What a bunch of odd and arbitrary statements. Examples: I often use logs older than 7 days for troubleshooting. I rarely troubleshoot only using last minute or hour data. I need aggregation most of the time when troubleshooting. I also treat most runtime environments as cattle so relying on it to keep logs locally would be wrong.
All but trivially reproducible bug reports require, or benefit immensely from, logs about the transaction in question. The pipeline from support to product to engineering to an actual investigation is usually much more than 7 days.
May I ask what kind of production environments you have in mind? Are these large-scale FAANG-style deployments or something else?
Well, only to the extent that the management of small amounts of logs is not very interesting. There is not an ACM SIG for very small databases.

Anyway, GPDR requires you to have a purpose for any log that contains any IP address. Keeping logs for undefined purposes and unlimited time frames is not ok any more.
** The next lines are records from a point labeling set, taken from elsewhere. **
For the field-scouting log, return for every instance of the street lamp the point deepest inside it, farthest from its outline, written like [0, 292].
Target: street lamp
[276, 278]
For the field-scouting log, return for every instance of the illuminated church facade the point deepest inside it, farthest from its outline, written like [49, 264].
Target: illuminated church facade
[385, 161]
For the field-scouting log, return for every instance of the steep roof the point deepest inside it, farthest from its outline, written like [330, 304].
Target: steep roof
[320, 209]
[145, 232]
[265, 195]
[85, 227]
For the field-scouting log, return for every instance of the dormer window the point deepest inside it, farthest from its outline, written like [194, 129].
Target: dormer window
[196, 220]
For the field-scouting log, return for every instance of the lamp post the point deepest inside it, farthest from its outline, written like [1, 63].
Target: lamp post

It could be an e-commerce site, which depending on the case can produce a shitload of logs. Imagine having a few hundred of thousands of users daily and you record every page they view, along with heatmaps, and whatnot. In most cases those logs should never be touched by a human in raw format. You feed them in your analytics engine, and start making decisions about your conversion. And then you delete them because the goalpost is constantly moving.